Recently I have seen a paper and reviewed a manuscript using VIF to determine which predictor to drop from a constrained ordination in a backwards selection.

The procedure they were using was

- Generate a constrained ordination with all available predictors.
- Calculate the VIF of each variable.
- If any variable has a VIF over a threshold (typically 20), drop the variable with the highest VIF
- Repeat until all remaining variables have a VIF below the threshold.

I want to show that this is a procedure that can go badly wrong using an example based on the SWAP diatom-pH calibration set.

First I load the data from the rioja package and make two fake pH variables that are highly correlated with the observed pH by adding Gaussian noise to the observed pH.

library(rioja) data(SWAP) env<-data.frame(pH=SWAP$pH, fakepH1=rnorm(length(SWAP$pH), SWAP$pH, .2), fakepH2=rnorm(length(SWAP$pH), SWAP$pH, .2)) pairs(env)#highly correlated.

Now I fit a constrained correspondence analysis using cca, and calculate the VIF.

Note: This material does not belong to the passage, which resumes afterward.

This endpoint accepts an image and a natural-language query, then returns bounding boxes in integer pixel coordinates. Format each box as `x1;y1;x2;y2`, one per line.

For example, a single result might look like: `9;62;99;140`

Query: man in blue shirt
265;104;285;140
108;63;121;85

mod<-cca(sqrt(SWAP$spec)~., env) vif.cca(mod) # pH fakepH1 fakepH2 #26.82960 12.63575 14.49851 plot(mod)

The VIF for pH is greater than the threshold 20, and so under the above procedure is dropped. If we fit a new model without pH we find the VIF of the remaining predictors has fallen and all are now below the threshold. An anova shows that both predictors are statistically significant

mod2<-cca(sqrt(SWAP$spec)~.-pH, env) vif.cca(mod2) # fakepH1 fakepH2 #6.822985 6.822985 anova(mod2, by="terms") #Permutation test for cca under reduced model #Terms added sequentially (first to last) # #Model: cca(formula = sqrt(SWAP$spec) ~ (pH + fakepH1 + fakepH2) - pH, data = env) # Df Chisq F N.Perm Pr(>F) #fakepH1 1 0.3406 11.0050 99 0.01 ** #fakepH2 1 0.0530 1.7122 99 0.01 ** #Residual 164 5.0754 #--- #Signif. codes: 0 ‘***’ 0.001 ‘**’ 0.01 ‘*’ 0.05 ‘.’ 0.1 ‘ ’ 1

What’s happening is that pH is highly correlated with both fake predictors, whereas the fake predictors are less strongly correlated with each other so have a lower VIF.

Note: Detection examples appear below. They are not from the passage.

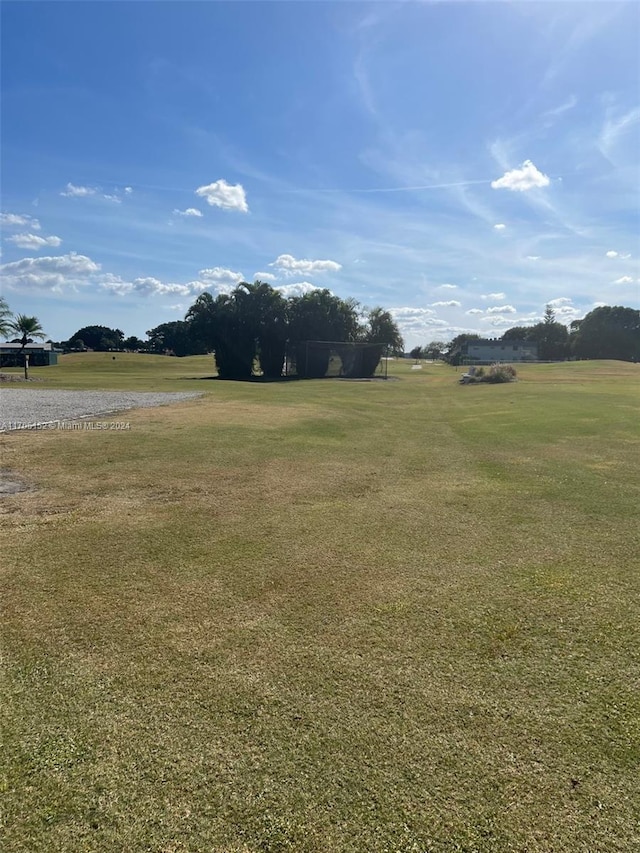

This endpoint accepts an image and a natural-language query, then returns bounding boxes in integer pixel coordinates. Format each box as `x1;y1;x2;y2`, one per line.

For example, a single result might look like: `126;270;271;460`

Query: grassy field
0;354;640;853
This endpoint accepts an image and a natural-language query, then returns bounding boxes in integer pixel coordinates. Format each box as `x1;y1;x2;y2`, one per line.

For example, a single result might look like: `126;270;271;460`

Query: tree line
58;281;404;379
410;305;640;364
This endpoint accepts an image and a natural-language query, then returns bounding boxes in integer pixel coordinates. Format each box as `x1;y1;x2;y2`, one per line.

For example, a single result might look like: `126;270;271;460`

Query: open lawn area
0;353;640;853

Any procedure with a high risk of throwing out the true predictor and instead accepting two fake predictors is not a useful method.

Is my toy example realistic? I would argue it is. One of the studies I saw used the temperature of all the months of a year as predictors for a calibration set. Imagine that June is the true predictor, but June temperature will be highly correlated with May and July temperatures. The procedure risks returning three or four months spaced evenly around the calendar rather than just June.

VIF is a very useful indicator that there is multicollinearity in a data set. It is a poor indicator of which predictor should be dropped from a model.

I was actually first taught this method as the preferred process for selecting variables following the methods described in Pienitz, Smol, and Birks 1995 (JOPL 12:21-49). I think that there are many ‘descendants’ from this research group who still prefer this method for a variety of reasons. Personally, I find that a parsimonious forward selection process with adjusted R2 value is a bit more robust (following Blanchet et al. 2008, Ecology 89:2623-2632). That being said, the original thinking behind backwards selection was that other selection criteria were too strict, and excluded information that could be important for interpretations. So there may be a trade off between variables with ‘mechanistic meaning’ and the selection criteria.

From Pienitz et al

Either I've not fully understood what they mean by this, it has been misdescribed, or it is a rather strange analysis. Why use DCA on the environmental data?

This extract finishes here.